François Fillon, à l'Assemblée nationale, le 25 mars 2008 © TF1-LCILe Premier ministre a annoncé mercredi à l'Assemblée nationale la mise en place d'une "structure juridique" détenue par l'Etat et bénéficiant de sa "garantie explicite", dans le but d'"intervenir financièrement" et "sans délai" en faveur des banques. "Aujourd'hui, cette structure existe et elle porte déjà la participation de l'Etat dans Dexia", la banque franco-belge sauvée de la faillite, a déclaré le chef du gouvernement en ouvrant un débat sur la crise financière. "Afin qu'elle puisse disposer de tous les capitaux nécessaires aux interventions qui se justifieraient à l'avenir, le gouvernement sollicitera du Parlement, par voie d'amendement au projet de loi de finances, la garantie explicite de l'Etat", a-t-il ajouté.
"L'Etat n'agit pas pour sauver des dirigeants"
L'Etat garantira la continuité de l'exploitation de chacune des banques françaises, mais ces
interventions "temporaires" supposent de "pouvoir exiger un changement des équipes dirigeantes si elles ont failli à leur mission", a déclaré François Fillon. "L'Etat n'agit pas pour sauver des dirigeants. (...) Il le fait pour protéger les Français, leurs entreprises, nos emplois, notre économie", a souligné le Premier ministre. "Les dirigeants qui se sont affranchis des règles minimales de prudence ne doivent pas compter sur l'Etat actionnaire pour les aider à sauter en parachute doré", a-t-il poursuivi. "L'Etat n'a pas vocation à rester un actionnaire durable. Une fois l'entreprise redressée, la participation de l'Etat doit être revendue, si possible avec une plus-value", a-t-il précisé.

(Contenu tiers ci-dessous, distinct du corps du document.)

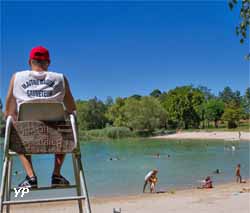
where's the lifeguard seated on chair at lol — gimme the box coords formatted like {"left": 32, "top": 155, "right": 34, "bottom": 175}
{"left": 5, "top": 46, "right": 76, "bottom": 188}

Hollande dénonce "un budget complètement décalé"
Au nom du PS, François Hollande a accusé le gouvernement de présenter un budget 2009 "d'ores et déjà décalé" face à la "gravité" de la crise financière. "Votre budget d'ores et déjà est complètement décalé par rapport à la gravité de la crise", a lancé François Hollande au Premier ministre François Fillon. "Vos objectifs de croissance ne seront pas tenus ni pour 2009 ni pour 2010. Vous vous obstinez à poursuivre une politique qui ne marche pas. Dans la crise, c'est non seulement injustifiable mais impardonnable", a-t-il ajouté.
"Cette crise, vous l'avez sous-estimée dès le départ", a-t-il lancé à la ministre de l'Economie Christine Lagarde. Le patron du PS a tout de même salué l'action de l'exécutif quand il cherche à rassurer les épargnants ou quand il sauve le groupe bancaire franco-belge Dexia. Pour soutenir l'investissement, le patron du PS a de nouveau proposé au Premier ministre la création d'"un fonds national de garantie des prêts". Il a aussi proposé un "soutien de l'investissement privé en modulant l'impôt sur les sociétés".